Robert Tipp, Chief Investment Strategist and Global Head of Bonds at PGIM Fixed Income, noted, "A 'disappointment trade' is playing out across developed markets as investors come to terms with central banks potentially ending their easing cycles." He added that U.S. long-term rates face a challenging environment as the Fed’s dovish cycle approaches its conclusion.
The market shift reflects growing consensus that last year’s rate cuts—which fueled record equity highs and bond rallies—are winding down. Bond investors are re-evaluating global growth prospects, inflation risks from trade wars, and the impact of soaring government debt from Japan to the UK.
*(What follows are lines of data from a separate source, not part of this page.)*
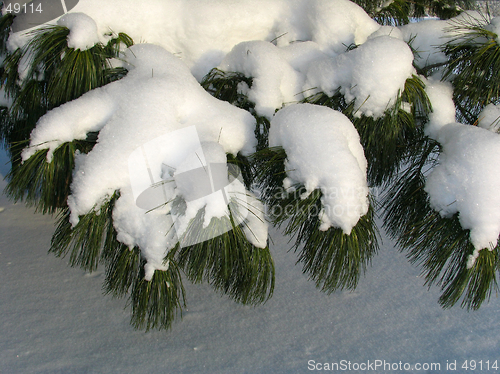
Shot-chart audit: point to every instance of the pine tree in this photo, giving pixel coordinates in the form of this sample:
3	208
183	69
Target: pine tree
50	77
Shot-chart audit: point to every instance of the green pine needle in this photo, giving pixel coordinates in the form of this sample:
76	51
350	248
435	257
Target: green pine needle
439	245
227	261
46	185
225	86
157	302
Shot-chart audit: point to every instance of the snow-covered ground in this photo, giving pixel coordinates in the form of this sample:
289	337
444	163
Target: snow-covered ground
54	319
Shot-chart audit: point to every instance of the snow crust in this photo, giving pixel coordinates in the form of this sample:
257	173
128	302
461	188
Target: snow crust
323	152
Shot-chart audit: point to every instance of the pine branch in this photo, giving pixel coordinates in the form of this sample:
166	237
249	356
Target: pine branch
439	245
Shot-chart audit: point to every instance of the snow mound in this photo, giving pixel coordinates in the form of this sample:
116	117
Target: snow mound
372	74
274	81
466	181
324	152
144	113
202	32
82	30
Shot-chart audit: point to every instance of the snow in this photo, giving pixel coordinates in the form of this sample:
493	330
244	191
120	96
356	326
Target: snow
82	30
323	152
56	320
202	32
440	95
489	118
133	113
466	181
372	74
426	36
274	83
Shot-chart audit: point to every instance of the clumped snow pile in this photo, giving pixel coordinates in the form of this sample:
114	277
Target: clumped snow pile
82	30
323	152
157	98
274	83
202	32
465	181
373	74
290	50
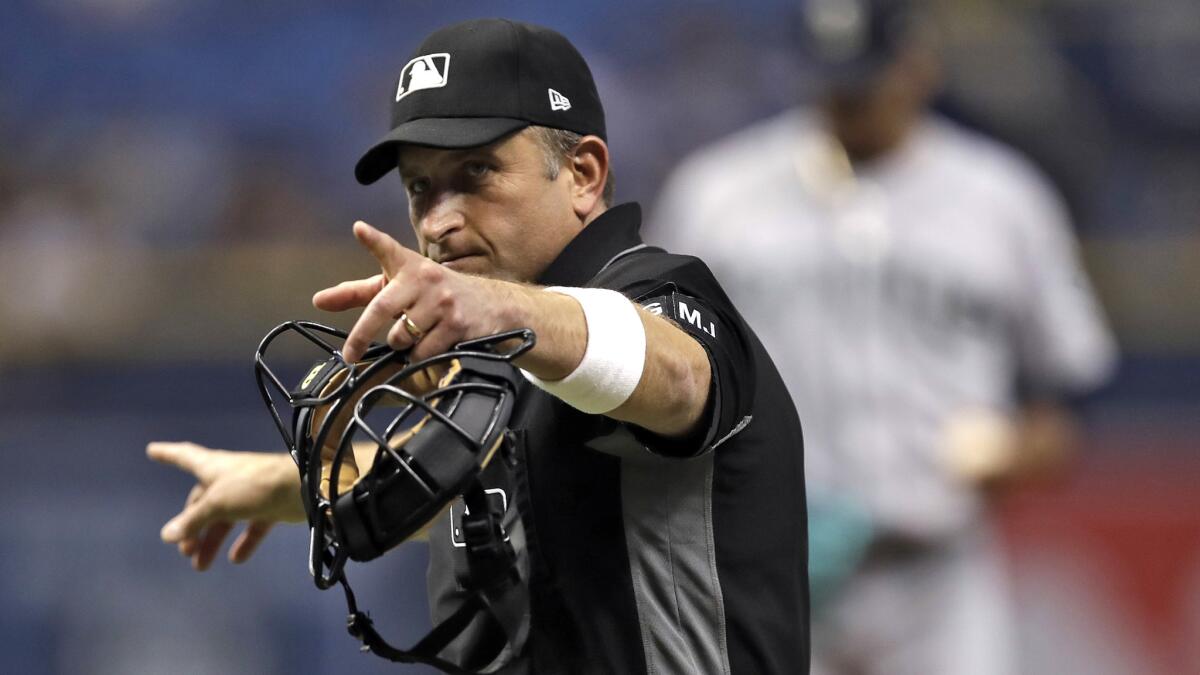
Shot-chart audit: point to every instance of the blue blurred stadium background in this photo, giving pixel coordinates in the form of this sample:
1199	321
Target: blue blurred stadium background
175	179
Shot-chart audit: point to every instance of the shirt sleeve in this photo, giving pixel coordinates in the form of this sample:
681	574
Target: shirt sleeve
1065	345
684	292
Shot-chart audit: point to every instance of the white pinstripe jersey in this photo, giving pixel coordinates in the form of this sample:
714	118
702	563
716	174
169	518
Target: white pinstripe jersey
893	300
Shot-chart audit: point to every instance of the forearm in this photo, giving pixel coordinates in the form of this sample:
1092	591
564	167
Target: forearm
672	392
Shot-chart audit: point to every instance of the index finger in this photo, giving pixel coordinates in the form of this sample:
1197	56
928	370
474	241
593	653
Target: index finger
390	254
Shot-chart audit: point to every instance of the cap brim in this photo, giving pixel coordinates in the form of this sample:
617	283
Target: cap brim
431	132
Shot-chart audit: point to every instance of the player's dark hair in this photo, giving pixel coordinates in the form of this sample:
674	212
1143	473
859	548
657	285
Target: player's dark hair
557	145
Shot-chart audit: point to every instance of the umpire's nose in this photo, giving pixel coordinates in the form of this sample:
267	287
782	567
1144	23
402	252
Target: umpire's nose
444	217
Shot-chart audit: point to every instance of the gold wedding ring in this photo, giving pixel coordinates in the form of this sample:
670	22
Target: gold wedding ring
412	328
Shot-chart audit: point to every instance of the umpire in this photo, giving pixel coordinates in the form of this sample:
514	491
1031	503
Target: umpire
660	461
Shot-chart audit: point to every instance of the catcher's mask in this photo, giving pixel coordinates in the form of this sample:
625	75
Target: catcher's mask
427	429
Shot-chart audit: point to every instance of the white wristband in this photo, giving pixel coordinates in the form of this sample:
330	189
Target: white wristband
613	359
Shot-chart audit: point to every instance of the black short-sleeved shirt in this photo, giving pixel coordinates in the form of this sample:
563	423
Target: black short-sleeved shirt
649	555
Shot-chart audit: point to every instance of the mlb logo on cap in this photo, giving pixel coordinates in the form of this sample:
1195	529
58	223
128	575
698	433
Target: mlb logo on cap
424	72
507	76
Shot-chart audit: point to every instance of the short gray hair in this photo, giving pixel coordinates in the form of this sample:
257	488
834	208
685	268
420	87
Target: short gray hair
557	145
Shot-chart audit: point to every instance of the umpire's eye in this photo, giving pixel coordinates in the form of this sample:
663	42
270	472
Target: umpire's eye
418	186
477	169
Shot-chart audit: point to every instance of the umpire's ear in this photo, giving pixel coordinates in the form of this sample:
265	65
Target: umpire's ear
589	173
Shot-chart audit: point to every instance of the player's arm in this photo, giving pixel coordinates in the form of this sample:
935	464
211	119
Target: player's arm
996	451
673	389
670	396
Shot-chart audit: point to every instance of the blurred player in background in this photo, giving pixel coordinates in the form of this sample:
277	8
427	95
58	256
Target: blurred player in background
922	292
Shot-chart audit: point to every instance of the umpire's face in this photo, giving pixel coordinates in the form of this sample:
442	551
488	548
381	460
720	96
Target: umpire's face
492	210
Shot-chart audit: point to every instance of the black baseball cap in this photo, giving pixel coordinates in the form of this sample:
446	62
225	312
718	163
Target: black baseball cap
850	42
472	83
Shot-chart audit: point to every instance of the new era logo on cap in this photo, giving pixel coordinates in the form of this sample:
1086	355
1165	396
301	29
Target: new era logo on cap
557	101
424	72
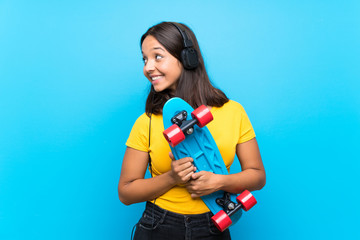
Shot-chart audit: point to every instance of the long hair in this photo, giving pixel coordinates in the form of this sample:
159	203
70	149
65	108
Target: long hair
194	85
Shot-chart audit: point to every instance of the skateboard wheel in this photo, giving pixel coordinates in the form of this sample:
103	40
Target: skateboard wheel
174	135
221	220
203	115
246	199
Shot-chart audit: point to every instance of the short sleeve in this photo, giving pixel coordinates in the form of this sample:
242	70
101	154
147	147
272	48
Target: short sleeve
246	130
138	138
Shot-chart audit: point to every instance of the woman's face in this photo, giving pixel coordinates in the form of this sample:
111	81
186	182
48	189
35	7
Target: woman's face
161	68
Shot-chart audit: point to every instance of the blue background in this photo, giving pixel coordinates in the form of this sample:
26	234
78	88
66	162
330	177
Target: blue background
71	86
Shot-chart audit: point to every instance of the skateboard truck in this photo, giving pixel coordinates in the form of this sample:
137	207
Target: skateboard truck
186	126
222	219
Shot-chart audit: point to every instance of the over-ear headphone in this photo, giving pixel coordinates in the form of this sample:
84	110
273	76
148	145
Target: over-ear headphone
189	56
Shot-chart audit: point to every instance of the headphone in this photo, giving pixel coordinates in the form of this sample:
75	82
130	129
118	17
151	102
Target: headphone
189	57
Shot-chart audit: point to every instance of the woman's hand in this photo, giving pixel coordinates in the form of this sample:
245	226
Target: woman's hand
203	183
182	169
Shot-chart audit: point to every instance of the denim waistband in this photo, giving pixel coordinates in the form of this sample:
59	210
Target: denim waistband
156	211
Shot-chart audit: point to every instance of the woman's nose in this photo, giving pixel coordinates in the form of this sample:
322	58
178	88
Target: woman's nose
150	66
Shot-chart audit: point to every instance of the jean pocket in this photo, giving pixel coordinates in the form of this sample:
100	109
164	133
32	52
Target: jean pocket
213	229
149	222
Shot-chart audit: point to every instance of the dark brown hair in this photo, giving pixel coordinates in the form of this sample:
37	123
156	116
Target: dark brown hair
193	86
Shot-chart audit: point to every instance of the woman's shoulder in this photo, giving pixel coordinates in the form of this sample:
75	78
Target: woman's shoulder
233	105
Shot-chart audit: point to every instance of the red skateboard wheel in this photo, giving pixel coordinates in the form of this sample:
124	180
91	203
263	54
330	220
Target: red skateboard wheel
203	115
174	135
221	220
246	199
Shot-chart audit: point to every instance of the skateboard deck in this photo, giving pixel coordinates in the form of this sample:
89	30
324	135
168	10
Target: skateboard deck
188	136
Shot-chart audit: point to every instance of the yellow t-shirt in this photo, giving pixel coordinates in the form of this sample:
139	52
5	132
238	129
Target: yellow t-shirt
230	127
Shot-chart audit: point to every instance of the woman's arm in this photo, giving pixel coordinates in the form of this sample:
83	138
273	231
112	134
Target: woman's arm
133	188
252	177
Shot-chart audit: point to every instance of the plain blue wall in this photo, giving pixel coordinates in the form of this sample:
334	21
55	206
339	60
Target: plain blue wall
71	86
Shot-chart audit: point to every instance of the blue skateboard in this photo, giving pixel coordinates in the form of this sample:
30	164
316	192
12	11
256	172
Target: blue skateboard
188	136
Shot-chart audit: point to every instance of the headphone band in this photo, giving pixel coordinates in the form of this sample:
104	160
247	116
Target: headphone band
187	42
189	56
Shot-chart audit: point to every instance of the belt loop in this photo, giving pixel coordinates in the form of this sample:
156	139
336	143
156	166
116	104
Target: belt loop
162	219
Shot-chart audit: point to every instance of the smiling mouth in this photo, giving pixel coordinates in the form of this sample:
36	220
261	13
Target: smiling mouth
156	79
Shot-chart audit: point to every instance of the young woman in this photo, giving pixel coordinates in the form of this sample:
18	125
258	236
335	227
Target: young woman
174	210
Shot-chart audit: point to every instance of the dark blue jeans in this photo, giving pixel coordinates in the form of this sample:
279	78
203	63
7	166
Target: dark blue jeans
157	223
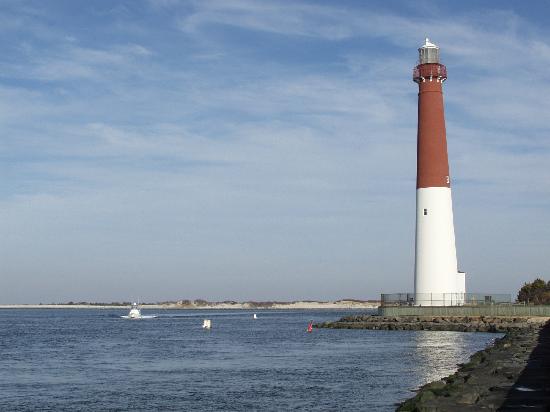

Yields in Japan, the UK, and Germany have also hit multi-year highs, with long-dated bonds under the most pressure as investors demand higher compensation for riskier securities.
Hours before the Fed meeting, U.S. Treasuries took center stage. While policymakers are expected to deliver a third consecutive rate cut, the 10-year yield hovers near September peaks—an anomaly highlighting concerns over U.S. debt burdens and uncertainty around Chair Powell’s successor post-May. Kevin Hassett, head of the White House National Economic Council, has emerged as a top contender, widely seen as aligned with Trump’s low-rate agenda.
Gordon Shannon, Portfolio Manager at TwentyFour Asset Management, observed, "Recent 'Hassett trades'—reflected in dollar weakness, steepening yield curves, and risk-asset rebounds—show cautious optimism, but markets doubt the extent of policy easing. Even a Hassett-led Fed could be constrained by persistent inflation."
Bond markets now signal prolonged borrowing cost pressures. German lawmakers plan to approve a record €52 billion defense order next week, while investors digest Japan’s post-pandemic stimulus. In Sydney, RBA Governor Michele Bullock has all but ruled out rate cuts, driving Australian yields to the highest among developed markets.
Amy Xie Patrick, Head of Income Strategies at Pendal Group, noted, "This yield surge stems from expectations of stronger growth as global fiscal policies turn more expansionary next year."